Approximate 8-bit multipliers and their physical design implementation

•In this article we design 4 × 4 multipliers using 4:2 compressors and encoded partial products. We then propose the use of an approximate 3-bit adder to calculate the sum of partial products obtained from the 4×4 multipliers in less significant positions in order to construct approximate 8×8 multipliers. The proposed designs are then synthesized using Cadence Design Suite for a 45-nm standard cell library.•The remainder of the article describes the Physical Design flow from the gate level net-list to final GDS-II using the open-source Physical Design flow tool Q-flow. Approximate computing is widely used in a large number of error-tolerant applications.
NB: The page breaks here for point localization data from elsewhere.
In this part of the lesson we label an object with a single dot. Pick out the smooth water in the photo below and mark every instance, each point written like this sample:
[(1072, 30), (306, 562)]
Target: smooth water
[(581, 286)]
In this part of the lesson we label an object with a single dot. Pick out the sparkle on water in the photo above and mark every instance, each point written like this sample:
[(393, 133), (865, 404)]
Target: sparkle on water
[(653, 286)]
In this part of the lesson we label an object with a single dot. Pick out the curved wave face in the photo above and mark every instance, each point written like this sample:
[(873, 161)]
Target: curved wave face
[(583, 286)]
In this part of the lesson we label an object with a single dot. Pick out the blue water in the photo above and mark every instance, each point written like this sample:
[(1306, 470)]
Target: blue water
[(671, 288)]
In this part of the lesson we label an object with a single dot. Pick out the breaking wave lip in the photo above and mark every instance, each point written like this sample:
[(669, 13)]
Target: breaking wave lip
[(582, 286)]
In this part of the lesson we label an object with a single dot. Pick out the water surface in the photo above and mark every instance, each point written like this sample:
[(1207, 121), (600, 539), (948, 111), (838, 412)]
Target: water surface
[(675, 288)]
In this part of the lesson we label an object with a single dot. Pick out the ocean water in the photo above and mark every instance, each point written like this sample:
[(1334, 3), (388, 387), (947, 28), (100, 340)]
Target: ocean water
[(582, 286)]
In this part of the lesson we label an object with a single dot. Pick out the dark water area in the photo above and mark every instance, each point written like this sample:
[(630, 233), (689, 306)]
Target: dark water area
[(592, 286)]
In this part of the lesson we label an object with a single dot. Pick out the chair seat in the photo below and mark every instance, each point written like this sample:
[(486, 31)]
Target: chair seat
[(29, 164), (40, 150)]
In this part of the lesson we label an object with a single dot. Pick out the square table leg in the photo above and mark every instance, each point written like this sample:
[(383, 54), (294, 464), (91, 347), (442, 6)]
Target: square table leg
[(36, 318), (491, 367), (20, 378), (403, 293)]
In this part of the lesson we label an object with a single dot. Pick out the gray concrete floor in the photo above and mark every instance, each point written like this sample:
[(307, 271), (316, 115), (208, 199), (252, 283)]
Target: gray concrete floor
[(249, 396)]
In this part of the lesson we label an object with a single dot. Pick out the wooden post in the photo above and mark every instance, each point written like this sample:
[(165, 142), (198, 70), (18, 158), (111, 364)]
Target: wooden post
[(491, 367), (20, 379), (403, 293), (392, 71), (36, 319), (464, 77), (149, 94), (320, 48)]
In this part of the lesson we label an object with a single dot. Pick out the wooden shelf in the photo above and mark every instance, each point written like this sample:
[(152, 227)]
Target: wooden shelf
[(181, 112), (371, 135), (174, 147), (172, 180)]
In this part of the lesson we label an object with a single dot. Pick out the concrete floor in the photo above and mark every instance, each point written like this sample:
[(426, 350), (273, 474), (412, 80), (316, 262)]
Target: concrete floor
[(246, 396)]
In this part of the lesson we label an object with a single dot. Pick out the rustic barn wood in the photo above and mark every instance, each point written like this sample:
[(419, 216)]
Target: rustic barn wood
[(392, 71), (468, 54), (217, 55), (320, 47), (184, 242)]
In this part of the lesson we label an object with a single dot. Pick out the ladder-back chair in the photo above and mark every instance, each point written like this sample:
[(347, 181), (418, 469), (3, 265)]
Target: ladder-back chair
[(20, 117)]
Multiplication is an integral arithmetic operation for many of these applications. In this paper we discuss 8 bit multiplier designs designed using approximate 4:2 compressors and encoded sum of partial products, and later introduce an approximate full adder to compute the sum of partial products in less significant bit positions. We use these techniques to systematically trade off accuracy for improvements in area, power and more significantly delay. These multipliers were designed using Verilog and synthesized using Cadence Design Suite with the help of a 45nm standard cell library. The physical designs of exact, existing and proposed multipliers were also performed using the open source RTL to GDS flow tool Q-flow. This is done to highlight the importance and reliability of open source tools in the VLSI physical design process when compared to paid software which may not be accessible to everyone.